Afghan President Hamid Karzai has supported a proposal to open an office for the Taliban in a third country such as Turkey. Such a move could help facilitate talks with the insurgent group on reconciliation and reintegration of members back into society, and Kabul was happy for Turkey to be a venue for such a process, he said last week, following a trilateral summit involving the presidents of Turkey and Pakistan.
The question is while a legitimate calling card for the Taliban would be a step forward, the insurgent group itself shows no signs yet of stepping out of the shadows, despite the best entreaties of and some of his European backers. The Taliban remain steadfast in their stand that they won’t talk to the Afghan government unless foreign troops leave the country.

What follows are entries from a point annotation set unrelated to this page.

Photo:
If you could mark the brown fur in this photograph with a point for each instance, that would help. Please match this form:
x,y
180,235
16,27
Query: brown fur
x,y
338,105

More so at the present time when U.S. commander General David Petraeus has intensified the battle against them and the Taliban have responded in equal measure.
Perhaps some elements of the Taliban may not be averse to the idea of a parallel engagement to the battlefield but then so amorphous and diffused is the nature of the group that it only complicates the picture further, as The Nation wrote in an editorial.
Nevertheless, the idea of a representative office for the Taliban is a major step forward in efforts to seek a negotiated settlement of the Afghan conflict, says Strafor’s Kamran Bokhari. First, it gives the Taliban the political legitimacy they have been demanding for years, he says. Second with Turkey jumping into the fray, the idea may not be that far fetched. While Pakistan may not be most credible partner in seeking a settlement given its close ties to the Afghan Taliban and other militant groups, Turkey carries enough weight both in the United States and the Islamic world to be able to nudge the different players along.
It has already played a similar role with respect to Iran.
But of course there is a lot of ground to cover before any of this can materialise including the act of setting up an office for the Taliban. They do not represent an organisation in the classic sense of the word and you can’t really tell who speaks for them.
Secondly and perhaps most importantly, the Taliban’s ties to al Qaeda are the biggest stumbling block to any rapprochement. The Taliban’s connections to al Qaeda date back to before their ouster from power in 2001 following the Sept 11 attacks, and many of the senior leaders continue to have that kind of relationship with the global group, Bokhari says. That makes it difficult for the international community to accept them as a legitimate political entity.
(Photograph: Taliban fighters pose with weapons in an undisclosed location in Nangarhar province/Reuters)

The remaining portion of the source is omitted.